Health assessment of beams - Experimental investigations

Experimental study on the health assessment of defect-free and defective beams recently completed at the University of Arizona is presented in this paper. The method can be extended to consider frame-type structures. The researchers at the University of Arizona proposed a finite-element-based time-domain system identification technique, known as ILS-UI, to detect defects at the local element level of structures. The algorithm does not need excitation information. The theoretical basis of the method is presented in the companion paper. The experimental verification of the method is presented in this paper. Defect-free and defective fixed-ended and simply supported beams are successfully identified by tracking the reduction of stiffness of elements.
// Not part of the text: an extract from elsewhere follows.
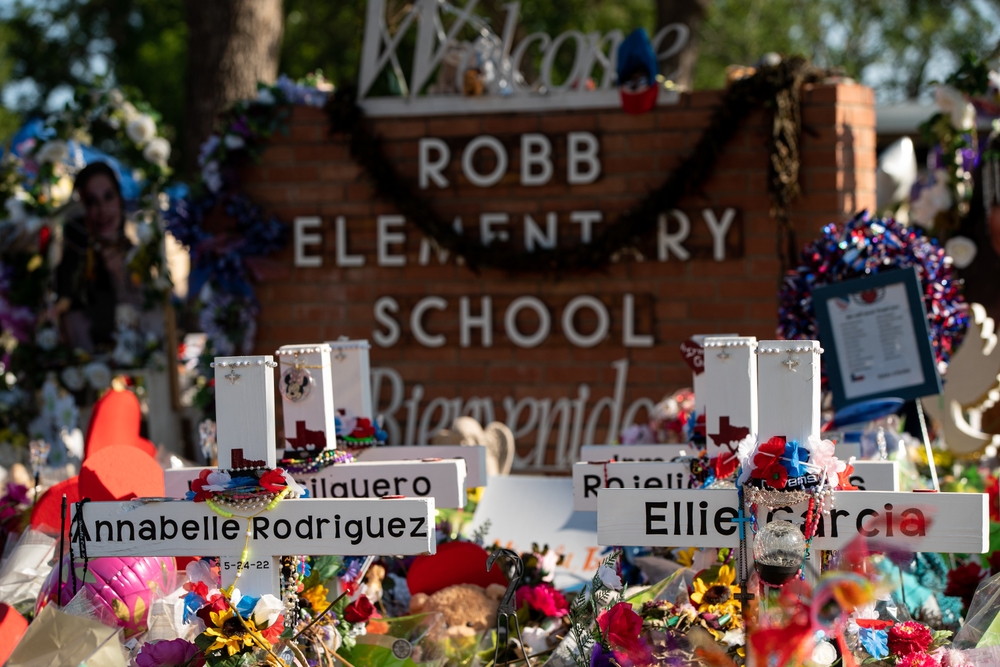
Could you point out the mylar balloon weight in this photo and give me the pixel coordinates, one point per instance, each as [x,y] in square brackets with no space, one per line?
[123,587]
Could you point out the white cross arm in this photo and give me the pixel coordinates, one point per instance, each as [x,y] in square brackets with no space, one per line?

Initially, the optimal number of finite elements required to capture the dynamic behavior of a beam was studied. The ILS-SI method was then verified using computer generated theoretical response information. Experimental investigations were then carried out to verify the algorithm. Raw data obtained from the experiments failed to identify the elemental stiffness of the beam. Several post-processing techniques were used to remove many undesirable features from the records. The algorithm again failed to identify elemental stiffness of the beam even after the post-processing of the response data. Reasons behind the failure were then investigated. Errors in the amplitude and phase shifts were found to be the most critical factors for the non-convergence of the algorithm. Additional mitigation methods were then proposed to reduce the amplitude and phase shift errors that enabled the algorithm to successfully quantify the changes in the elemental stiffness. It can be concluded that the ILS-UI algorithm is validated using laboratory measured response information and it can be used as a method for detecting defects in structures.